De Vlaamse landbouw: tussen kritiek en toekomst
OpinieDe Vlaamse landbouw staat op een keerpunt, schrijven Veerle De Mey en Bruno Vandorpe van VIVES-hogeschool in een opiniestuk. Terwijl de sector kritiek krijgt op zijn ecologische impact, blijft hij cruciaal voor onze voedselvoorziening en economie. Hoe voeden we een groeiende wereldbevolking op een duurzame manier? De auteurs pleiten voor een nuchtere, holistische kijk op deze complexe uitdaging.

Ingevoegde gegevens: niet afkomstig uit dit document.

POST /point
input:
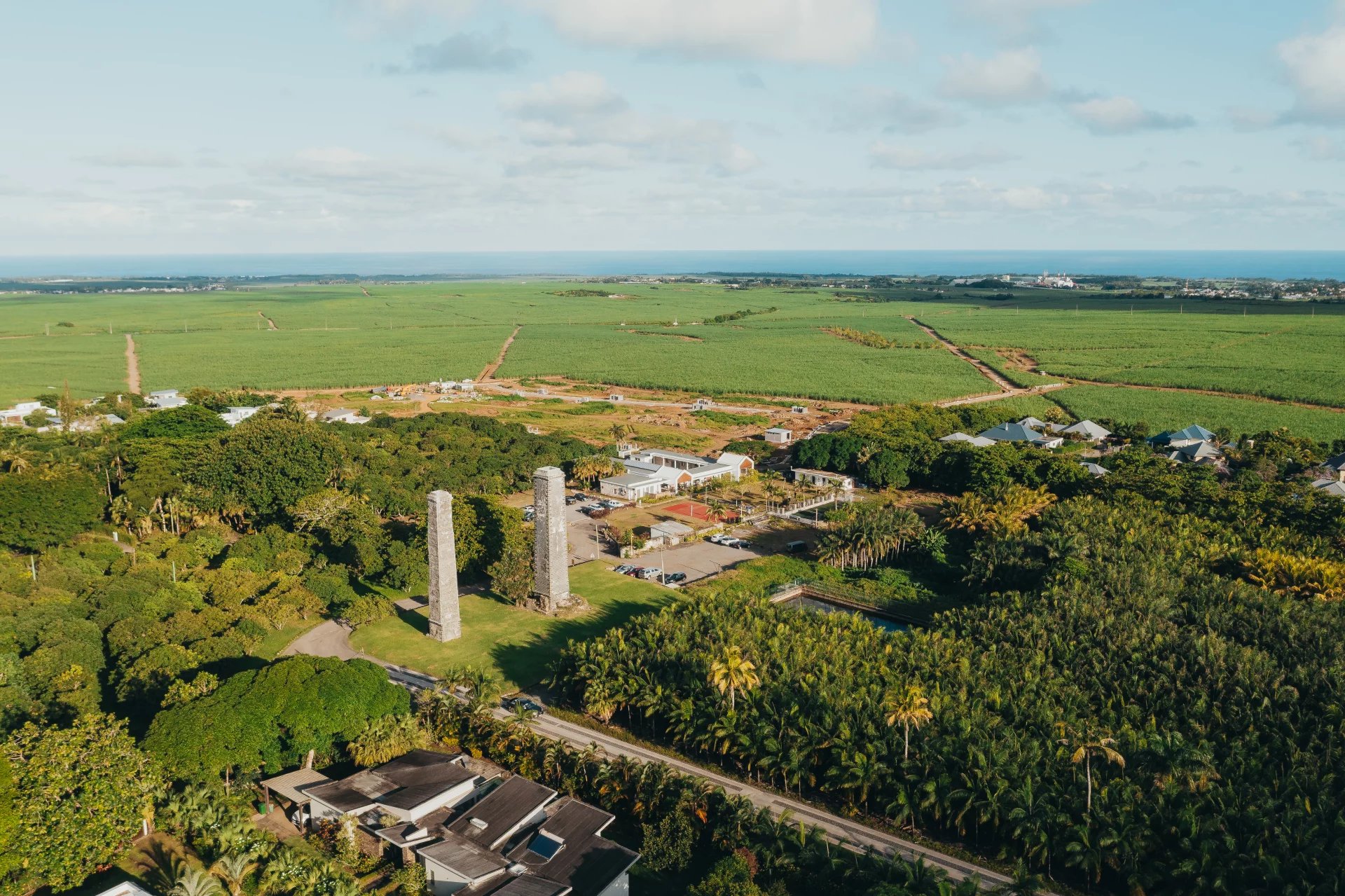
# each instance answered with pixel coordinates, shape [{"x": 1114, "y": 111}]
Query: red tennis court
[{"x": 696, "y": 510}]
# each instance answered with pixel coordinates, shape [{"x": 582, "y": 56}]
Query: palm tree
[
  {"x": 1089, "y": 745},
  {"x": 909, "y": 708},
  {"x": 195, "y": 881},
  {"x": 733, "y": 673},
  {"x": 233, "y": 871},
  {"x": 385, "y": 739}
]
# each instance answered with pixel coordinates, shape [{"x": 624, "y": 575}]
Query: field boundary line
[
  {"x": 132, "y": 366},
  {"x": 488, "y": 371}
]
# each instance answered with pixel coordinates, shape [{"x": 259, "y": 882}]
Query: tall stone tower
[
  {"x": 551, "y": 548},
  {"x": 446, "y": 621}
]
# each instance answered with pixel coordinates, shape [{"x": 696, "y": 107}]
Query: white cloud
[
  {"x": 1316, "y": 67},
  {"x": 1010, "y": 77},
  {"x": 820, "y": 32},
  {"x": 884, "y": 155},
  {"x": 891, "y": 111},
  {"x": 463, "y": 51},
  {"x": 581, "y": 109},
  {"x": 1122, "y": 115},
  {"x": 1320, "y": 149}
]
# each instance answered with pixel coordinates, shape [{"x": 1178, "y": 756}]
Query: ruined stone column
[
  {"x": 446, "y": 621},
  {"x": 551, "y": 548}
]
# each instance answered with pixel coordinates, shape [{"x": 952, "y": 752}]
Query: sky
[{"x": 460, "y": 125}]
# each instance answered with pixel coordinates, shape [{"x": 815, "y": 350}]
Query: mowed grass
[
  {"x": 93, "y": 365},
  {"x": 757, "y": 355},
  {"x": 315, "y": 358},
  {"x": 517, "y": 645},
  {"x": 1278, "y": 352},
  {"x": 1177, "y": 409}
]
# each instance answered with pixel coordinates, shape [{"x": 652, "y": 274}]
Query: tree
[
  {"x": 81, "y": 794},
  {"x": 385, "y": 739},
  {"x": 1089, "y": 745},
  {"x": 511, "y": 574},
  {"x": 187, "y": 422},
  {"x": 195, "y": 881},
  {"x": 908, "y": 708},
  {"x": 38, "y": 513},
  {"x": 668, "y": 845},
  {"x": 595, "y": 467},
  {"x": 275, "y": 716},
  {"x": 733, "y": 673},
  {"x": 268, "y": 463}
]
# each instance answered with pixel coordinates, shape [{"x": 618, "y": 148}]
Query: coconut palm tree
[
  {"x": 733, "y": 673},
  {"x": 233, "y": 871},
  {"x": 909, "y": 708},
  {"x": 385, "y": 739},
  {"x": 195, "y": 881},
  {"x": 1086, "y": 747}
]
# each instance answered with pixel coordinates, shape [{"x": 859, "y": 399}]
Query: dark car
[{"x": 523, "y": 704}]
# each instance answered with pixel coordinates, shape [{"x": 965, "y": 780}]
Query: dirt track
[{"x": 132, "y": 366}]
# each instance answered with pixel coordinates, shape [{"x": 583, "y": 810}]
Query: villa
[
  {"x": 656, "y": 471},
  {"x": 475, "y": 828}
]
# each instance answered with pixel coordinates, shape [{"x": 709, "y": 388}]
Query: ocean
[{"x": 1278, "y": 266}]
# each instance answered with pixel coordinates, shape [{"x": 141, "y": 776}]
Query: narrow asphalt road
[{"x": 333, "y": 640}]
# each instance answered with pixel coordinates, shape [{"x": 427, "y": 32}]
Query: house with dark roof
[
  {"x": 1021, "y": 434},
  {"x": 408, "y": 787},
  {"x": 1182, "y": 438},
  {"x": 476, "y": 829}
]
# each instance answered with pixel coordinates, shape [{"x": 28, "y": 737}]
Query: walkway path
[
  {"x": 491, "y": 368},
  {"x": 132, "y": 366},
  {"x": 333, "y": 640}
]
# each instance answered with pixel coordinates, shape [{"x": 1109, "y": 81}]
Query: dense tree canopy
[
  {"x": 80, "y": 795},
  {"x": 273, "y": 716}
]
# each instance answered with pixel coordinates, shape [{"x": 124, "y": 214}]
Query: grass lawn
[
  {"x": 276, "y": 641},
  {"x": 518, "y": 645}
]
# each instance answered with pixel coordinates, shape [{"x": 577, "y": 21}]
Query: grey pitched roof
[
  {"x": 587, "y": 862},
  {"x": 1012, "y": 432},
  {"x": 467, "y": 859},
  {"x": 1087, "y": 428},
  {"x": 504, "y": 809}
]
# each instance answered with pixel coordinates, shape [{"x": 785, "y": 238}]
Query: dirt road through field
[
  {"x": 495, "y": 365},
  {"x": 132, "y": 366}
]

De impact van de landbouw en in het bijzonder de intensieve veeteelt wordt bij tal van hedendaagse uitdagingen in de maatschappij gebruikt en/of misbruikt: de ene keer als oorzaak, als boosdoener; de andere keer als slachtoffer, als oplossing. Maar tegen 2050 ongeveer tien miljard mensen voeden, zonder het klimaat en de omgeving extra te belasten, is de ambitie. Vier principes zullen de hoekstenen van deze ambitie vormen: duurzaam intensifiëren, voedselverlies en -verspilling voorkomen, het matigen van de consumptie van dierlijke eiwitten en de afbouw van de teelt van bio-brandstoffen. De toekomst van de Vlaamse landbouw(ers) verdient een holistische kijk in de maatschappelijke discussie. De Vlaamse landbouw als onderdeel van het mondiale voedselsysteem.

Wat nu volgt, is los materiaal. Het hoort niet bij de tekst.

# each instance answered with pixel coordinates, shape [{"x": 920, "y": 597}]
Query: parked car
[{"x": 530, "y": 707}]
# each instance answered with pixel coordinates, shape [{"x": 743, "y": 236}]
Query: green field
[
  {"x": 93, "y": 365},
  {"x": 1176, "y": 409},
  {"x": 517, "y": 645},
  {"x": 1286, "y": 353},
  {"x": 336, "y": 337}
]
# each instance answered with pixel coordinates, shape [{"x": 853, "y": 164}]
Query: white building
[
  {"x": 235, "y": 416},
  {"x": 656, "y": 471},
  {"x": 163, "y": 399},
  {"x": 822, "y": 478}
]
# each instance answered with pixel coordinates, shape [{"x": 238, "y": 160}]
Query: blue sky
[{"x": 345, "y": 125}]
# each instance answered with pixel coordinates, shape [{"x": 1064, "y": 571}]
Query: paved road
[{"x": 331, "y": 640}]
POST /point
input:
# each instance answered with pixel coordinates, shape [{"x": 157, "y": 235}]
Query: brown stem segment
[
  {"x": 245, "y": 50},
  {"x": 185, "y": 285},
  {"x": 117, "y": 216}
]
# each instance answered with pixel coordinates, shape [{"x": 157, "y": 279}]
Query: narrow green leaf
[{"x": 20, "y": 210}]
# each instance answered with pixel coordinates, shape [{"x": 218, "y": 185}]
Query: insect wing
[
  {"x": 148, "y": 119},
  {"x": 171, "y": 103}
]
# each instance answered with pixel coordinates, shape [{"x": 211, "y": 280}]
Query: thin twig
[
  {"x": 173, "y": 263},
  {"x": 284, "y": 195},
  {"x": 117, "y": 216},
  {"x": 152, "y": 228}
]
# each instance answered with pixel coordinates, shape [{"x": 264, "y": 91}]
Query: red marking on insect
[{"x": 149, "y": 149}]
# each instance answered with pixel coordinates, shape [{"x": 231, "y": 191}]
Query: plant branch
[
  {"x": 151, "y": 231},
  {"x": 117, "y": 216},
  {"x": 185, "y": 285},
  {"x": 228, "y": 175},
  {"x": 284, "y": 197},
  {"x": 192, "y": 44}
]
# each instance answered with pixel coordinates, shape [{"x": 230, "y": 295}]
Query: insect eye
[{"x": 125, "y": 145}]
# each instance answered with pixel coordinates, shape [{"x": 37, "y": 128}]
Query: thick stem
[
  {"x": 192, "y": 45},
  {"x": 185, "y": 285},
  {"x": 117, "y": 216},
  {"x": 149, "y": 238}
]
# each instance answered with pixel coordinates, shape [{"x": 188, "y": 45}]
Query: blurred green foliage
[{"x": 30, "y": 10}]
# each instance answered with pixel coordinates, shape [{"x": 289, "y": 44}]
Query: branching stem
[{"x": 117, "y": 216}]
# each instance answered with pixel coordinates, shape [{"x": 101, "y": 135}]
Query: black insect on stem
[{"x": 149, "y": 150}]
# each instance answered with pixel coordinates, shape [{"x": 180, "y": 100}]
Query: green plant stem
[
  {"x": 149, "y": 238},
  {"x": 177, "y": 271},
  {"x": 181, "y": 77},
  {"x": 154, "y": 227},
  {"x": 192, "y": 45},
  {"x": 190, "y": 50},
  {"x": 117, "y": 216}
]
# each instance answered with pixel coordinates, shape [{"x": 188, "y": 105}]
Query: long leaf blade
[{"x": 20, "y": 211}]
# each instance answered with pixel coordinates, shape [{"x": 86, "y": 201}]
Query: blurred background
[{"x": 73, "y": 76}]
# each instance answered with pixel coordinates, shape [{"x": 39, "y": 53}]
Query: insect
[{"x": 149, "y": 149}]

Traditioneel wordt de duurzaamheid van een voedselproductiesysteem beoordeeld op drie aspecten: het economische, het ecologische en het sociale aspect. Geen enkel voedselproductiesysteem scoort maximaal op alle duurzaamheidsparameters. Maar hoe intensiever de landbouw is, hoe duurzamer deze kan zijn.
Economisch gezien bestaan er binnen de Vlaamse landbouw grofweg twee types boeren. Het eerste type produceert voor de agro-industrie, de voedingsnijverheid. Deze boer is een prijsnemer. De export van agrarische producten waren in 2022 goed voor 11,2 procent van de totale export. Wellicht uit onwetendheid is de gemiddelde Belg (nog) niet trots op het feit dat het (kleine) België wereldwijd de grootste exporteur is van diepvriesaardappelproducten en -groenten. De voedselverwerkende nijverheid biedt tewerkstelling aan meer dan 100.000 mensen.

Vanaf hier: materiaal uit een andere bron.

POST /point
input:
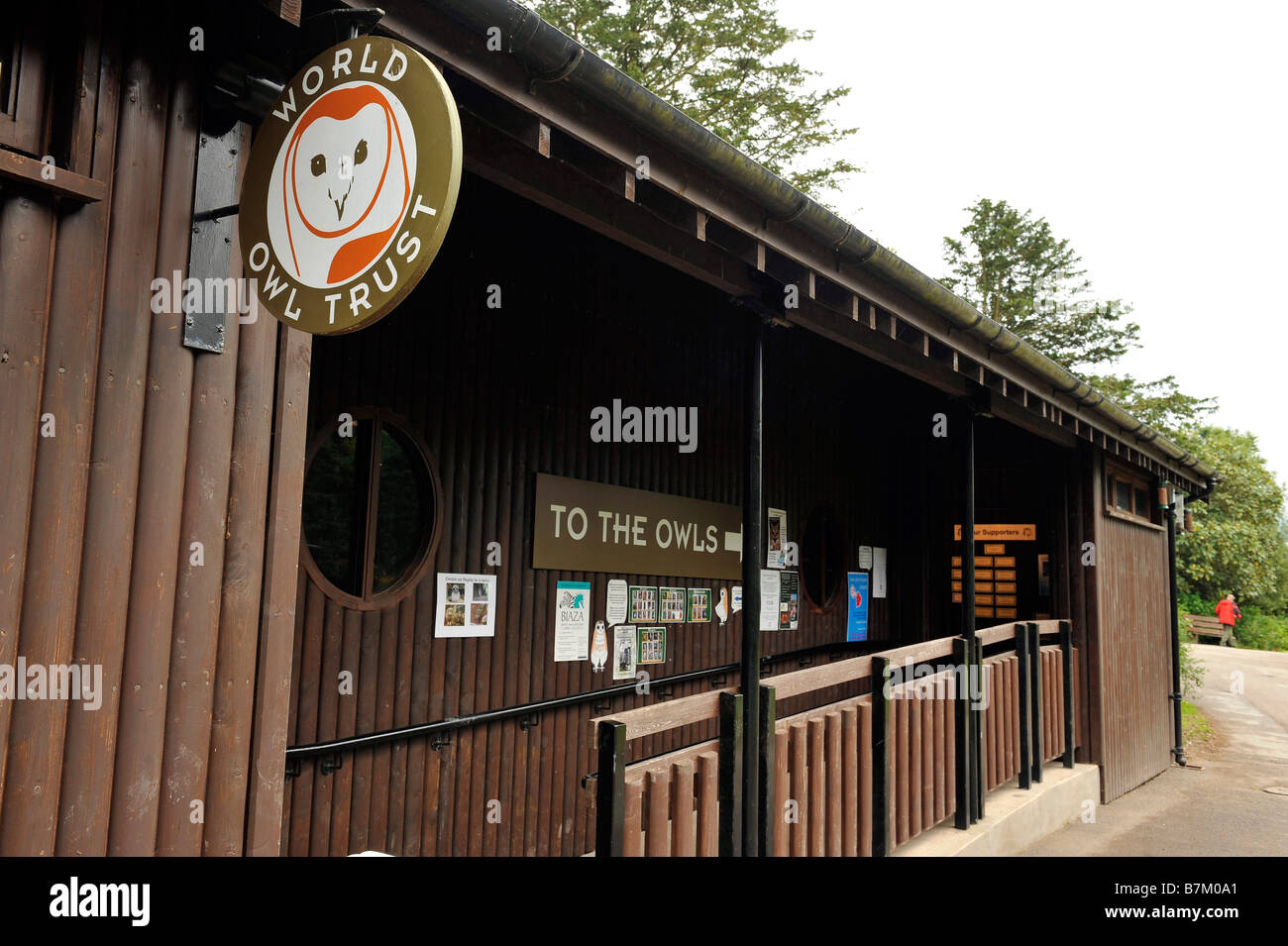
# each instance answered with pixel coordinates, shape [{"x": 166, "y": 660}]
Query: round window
[
  {"x": 370, "y": 510},
  {"x": 822, "y": 558}
]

Het tweede type boer is de niche-producent. De boer die bijvoorbeeld onderneemt binnen de korte keten. Dit type van voedselproductie botst evenzeer op zijn limieten. Willen we bijvoorbeeld de bevolking van stad Antwerpen enkel voeden met lokaal geteelde producten, dan is er geen productieruimte genoeg binnen een straal van 50 kilometer rondom Antwerpen. Tot op zekere hoogte is dit type boer een prijszetter. Stellen dat dit de toekomst is voor alle landbouwers is manifest onjuist: in deze situatie worden ze immers terug prijsnemer door de concurrentie met de boer-buurman.
Wanneer duurzaamheid verengd wordt naar het ecologische aspect ontstaat, onterecht, al vlug de breuklijn landbouw-natuur. Hoe intensiever men echter kweekt of teelt, hoe efficiënter het systeem omgaat met land- en watergebruik. De voorbeelden zijn legio: Kippen met uitloop hebben 25 procent meer voer nodig dan de gangbare kippen, ze stoten meer stikstof uit, ….Als keerzijde van de medaille van een productieve intensieve veeteeltregio worden deels terecht onder andere de stikstofemissies en/of de nitraten in het oppervlaktewater aangehaald. Er gaat in de maatschappelijke discussie en de wetgeving veel aandacht naar de hoeveelheid stikstof die de landbouw, de industrie en het verkeer uitstoten in de atmosfeer. De invloed van de huishoudens via de riolering wordt echter niet mee in rekening gebracht.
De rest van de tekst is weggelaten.